Inbakeren

Het inbakeren van zuigelingen, ofwel het in doeken wikkelen van jonge kinderen, wordt veel gedaan bij baby’s die veel huilen en/of onrustig slapen. De voornaamste conclusie van onderzoek door het Wilhelmina Kinderziekenhuis in Utrecht laat echter zien dat huilbaby’s bij wie geen aanwijsbare lichamelijke oorzaak valt te ontdekken, het meest gebaat zijn bij meer regelmaat, rust en minder prikkels.

Tijdig inbakeren

Tijdig inbakeren blijkt hetzelfde effect te hebben als meer regelmaat, rust en minder prikkels, maar alleen onder bepaalde voorwaarden.

•Een baby die niet in goede conditie is, mag nooit worden ingebakerd.

•Op een verkeerde manier (te strak, te slap, te dik) of met ongeschikte middelen inbakeren kan risicovol zijn; het verkeerd inbakeren van de benen kan het ontwikkelen van een heupafwijking en motorische storingen bevorderen.

Het verschil tussen een inbakerdoek en een inbakerslaapzak

Het meest belangrijke kenmerk van een inbakerdoek is dat de armpjes van de baby langs het lichaam stevig ingepakt worden, zodat de baby de armpjes niet kan bewegen.

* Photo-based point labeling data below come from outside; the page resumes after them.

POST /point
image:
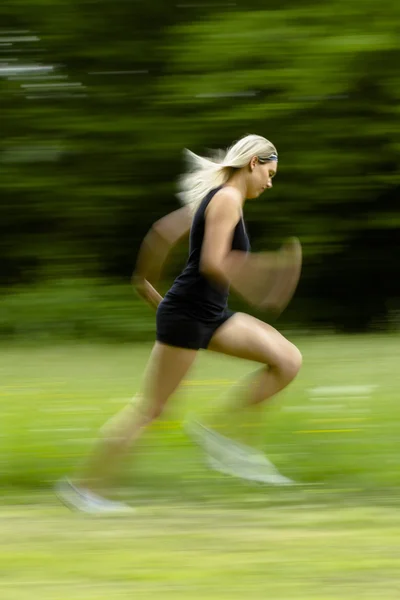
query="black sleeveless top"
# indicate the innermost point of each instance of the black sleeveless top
(192, 293)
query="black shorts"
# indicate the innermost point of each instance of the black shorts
(176, 328)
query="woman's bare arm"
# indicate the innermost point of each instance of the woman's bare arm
(266, 280)
(155, 248)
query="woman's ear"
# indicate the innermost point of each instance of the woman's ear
(253, 162)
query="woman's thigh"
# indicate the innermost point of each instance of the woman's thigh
(166, 368)
(244, 336)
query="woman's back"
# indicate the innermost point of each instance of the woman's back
(191, 291)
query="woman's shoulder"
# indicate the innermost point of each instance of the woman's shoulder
(226, 201)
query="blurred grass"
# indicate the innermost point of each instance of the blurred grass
(197, 534)
(54, 398)
(172, 552)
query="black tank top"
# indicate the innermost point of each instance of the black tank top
(192, 293)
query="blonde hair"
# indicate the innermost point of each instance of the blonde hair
(206, 174)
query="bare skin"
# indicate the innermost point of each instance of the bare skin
(266, 280)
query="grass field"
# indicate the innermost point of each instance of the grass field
(196, 534)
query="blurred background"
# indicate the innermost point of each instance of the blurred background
(97, 101)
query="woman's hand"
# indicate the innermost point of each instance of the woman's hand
(146, 291)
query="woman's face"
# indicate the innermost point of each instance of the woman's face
(260, 177)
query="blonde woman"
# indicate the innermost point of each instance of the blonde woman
(194, 315)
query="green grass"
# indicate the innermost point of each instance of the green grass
(197, 534)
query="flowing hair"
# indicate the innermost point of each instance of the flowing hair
(206, 174)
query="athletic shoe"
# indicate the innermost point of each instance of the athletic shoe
(233, 458)
(83, 500)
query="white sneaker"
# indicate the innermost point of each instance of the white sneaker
(232, 458)
(88, 502)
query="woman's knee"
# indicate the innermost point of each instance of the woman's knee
(289, 362)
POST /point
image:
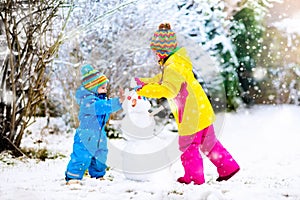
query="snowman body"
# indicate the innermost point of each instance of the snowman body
(137, 123)
(138, 128)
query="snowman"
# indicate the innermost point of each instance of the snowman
(138, 129)
(137, 123)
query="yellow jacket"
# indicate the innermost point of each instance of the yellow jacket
(188, 102)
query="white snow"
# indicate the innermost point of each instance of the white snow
(264, 140)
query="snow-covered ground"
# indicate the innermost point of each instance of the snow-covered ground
(264, 140)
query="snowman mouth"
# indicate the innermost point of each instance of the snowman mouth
(133, 103)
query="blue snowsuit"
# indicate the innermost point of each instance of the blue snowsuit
(90, 140)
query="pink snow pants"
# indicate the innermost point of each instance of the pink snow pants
(211, 147)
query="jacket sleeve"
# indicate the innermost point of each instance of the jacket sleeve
(154, 79)
(168, 88)
(92, 105)
(107, 106)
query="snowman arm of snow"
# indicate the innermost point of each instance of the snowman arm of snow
(107, 106)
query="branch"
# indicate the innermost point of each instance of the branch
(84, 27)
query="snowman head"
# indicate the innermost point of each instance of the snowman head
(134, 103)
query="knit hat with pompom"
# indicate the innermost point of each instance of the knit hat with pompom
(163, 40)
(92, 79)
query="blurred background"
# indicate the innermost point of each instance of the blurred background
(244, 53)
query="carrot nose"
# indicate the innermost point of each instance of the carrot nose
(133, 102)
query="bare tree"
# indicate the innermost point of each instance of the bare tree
(28, 45)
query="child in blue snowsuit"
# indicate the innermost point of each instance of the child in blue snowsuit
(90, 140)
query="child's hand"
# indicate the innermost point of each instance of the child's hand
(121, 95)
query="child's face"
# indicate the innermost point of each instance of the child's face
(102, 89)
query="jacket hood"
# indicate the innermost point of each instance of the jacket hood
(82, 92)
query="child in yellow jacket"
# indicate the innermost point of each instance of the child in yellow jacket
(190, 106)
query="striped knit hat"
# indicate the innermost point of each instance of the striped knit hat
(92, 79)
(163, 40)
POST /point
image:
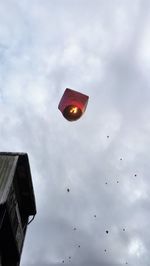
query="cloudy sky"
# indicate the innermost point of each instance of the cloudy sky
(100, 48)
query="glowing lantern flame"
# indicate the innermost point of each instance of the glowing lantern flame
(73, 104)
(74, 110)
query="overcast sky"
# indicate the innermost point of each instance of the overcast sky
(100, 48)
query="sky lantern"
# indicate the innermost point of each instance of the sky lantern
(73, 104)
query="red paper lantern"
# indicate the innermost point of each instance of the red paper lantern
(73, 104)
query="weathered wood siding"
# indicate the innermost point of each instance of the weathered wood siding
(7, 169)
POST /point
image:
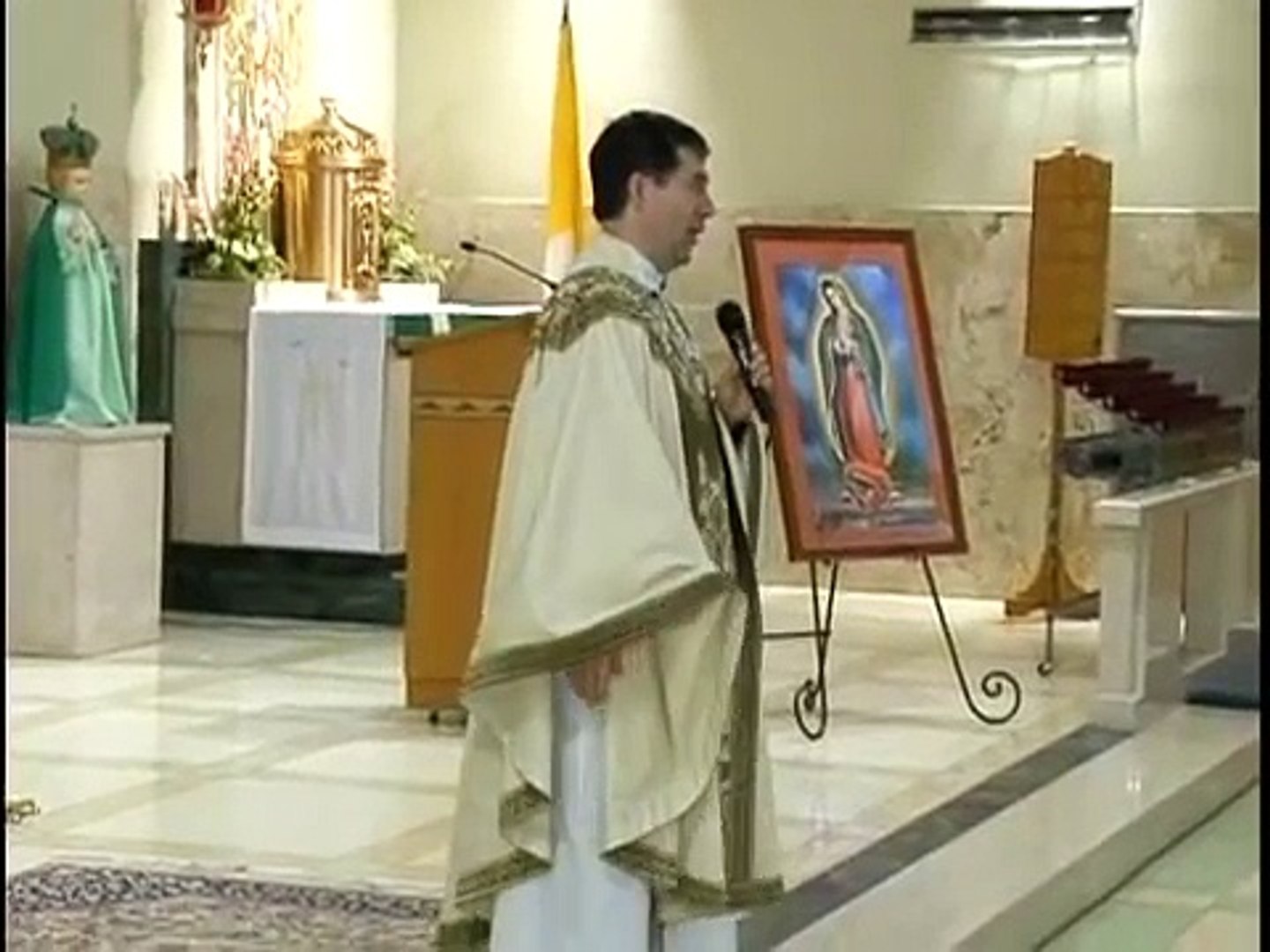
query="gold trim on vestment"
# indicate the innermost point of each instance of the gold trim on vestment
(469, 934)
(667, 877)
(519, 804)
(497, 876)
(460, 406)
(564, 654)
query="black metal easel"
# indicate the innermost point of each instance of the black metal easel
(811, 698)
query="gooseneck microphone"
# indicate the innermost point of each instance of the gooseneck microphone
(736, 331)
(507, 262)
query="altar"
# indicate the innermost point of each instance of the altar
(291, 419)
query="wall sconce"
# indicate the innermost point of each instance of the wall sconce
(206, 17)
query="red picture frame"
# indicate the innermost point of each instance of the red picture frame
(863, 458)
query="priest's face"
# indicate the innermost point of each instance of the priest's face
(673, 211)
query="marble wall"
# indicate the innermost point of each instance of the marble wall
(975, 265)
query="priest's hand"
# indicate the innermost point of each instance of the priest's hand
(730, 391)
(591, 678)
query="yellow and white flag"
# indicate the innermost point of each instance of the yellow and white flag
(565, 204)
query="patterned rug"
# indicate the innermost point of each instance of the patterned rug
(69, 908)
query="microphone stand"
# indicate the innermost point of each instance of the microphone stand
(507, 262)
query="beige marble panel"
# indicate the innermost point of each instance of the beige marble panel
(975, 267)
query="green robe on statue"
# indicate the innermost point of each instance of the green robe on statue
(69, 357)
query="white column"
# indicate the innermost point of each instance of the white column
(1143, 652)
(349, 54)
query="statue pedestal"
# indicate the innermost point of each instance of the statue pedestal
(86, 539)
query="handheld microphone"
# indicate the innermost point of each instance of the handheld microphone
(732, 323)
(507, 262)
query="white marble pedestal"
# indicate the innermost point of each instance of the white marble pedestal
(86, 539)
(1180, 568)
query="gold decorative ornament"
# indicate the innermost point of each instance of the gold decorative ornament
(19, 809)
(332, 175)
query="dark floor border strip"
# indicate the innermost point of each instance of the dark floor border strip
(833, 889)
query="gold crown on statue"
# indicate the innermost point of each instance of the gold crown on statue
(70, 144)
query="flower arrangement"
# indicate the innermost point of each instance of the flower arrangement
(401, 259)
(235, 244)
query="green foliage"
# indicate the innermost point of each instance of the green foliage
(401, 259)
(235, 245)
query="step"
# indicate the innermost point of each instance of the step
(1019, 877)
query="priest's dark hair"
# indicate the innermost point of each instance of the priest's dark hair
(640, 141)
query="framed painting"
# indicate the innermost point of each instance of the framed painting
(862, 438)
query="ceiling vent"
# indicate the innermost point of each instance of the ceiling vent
(1029, 26)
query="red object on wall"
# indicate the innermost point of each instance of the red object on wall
(207, 14)
(206, 17)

Rondom de beentjes zit de doek losser. Je kunt een inbakerdoek kant-en-klaar kopen of gebruik maken van twee losse inbakerdoeken (dit is de traditionele manier). Let op bij het gebruiken van twee losse inbakerdoeken: dit vergt een bepaalde techniek om goed en veilig te doen. Bovendien moeten de doeken groot genoeg zijn, hydrofiele luiers zijn bijvoorbeeld te klein!

In een inbakerslaapzakje zitten geen armsgaten, in tegenstelling tot gewone slaapzakjes. De armpjes zitten in de slaapzak, maar niet strak tegen het lichaam. Voorbeelden van dit product zijn de Puckababy, Woombie en de Ergococoon. De inbakerslaapzak wordt gebruikt om het maaien met de armpjes tegen te gaan, je kunt een baby hiermee niet volgens de richtlijnen inbakeren.

Advies bij inbakeren

Bouw het inbakeren met een inbakerdoek bij voorkeur met 4 maanden af en beëindig dit uiterlijk na 6 maanden. Een al wat oudere baby die er ingebakerd in slaagt om te draaien, belandt in een zeer gevaarlijke situatie, aangezien de armpjes niet gebruikt kunnen worden om weer terug te draaien.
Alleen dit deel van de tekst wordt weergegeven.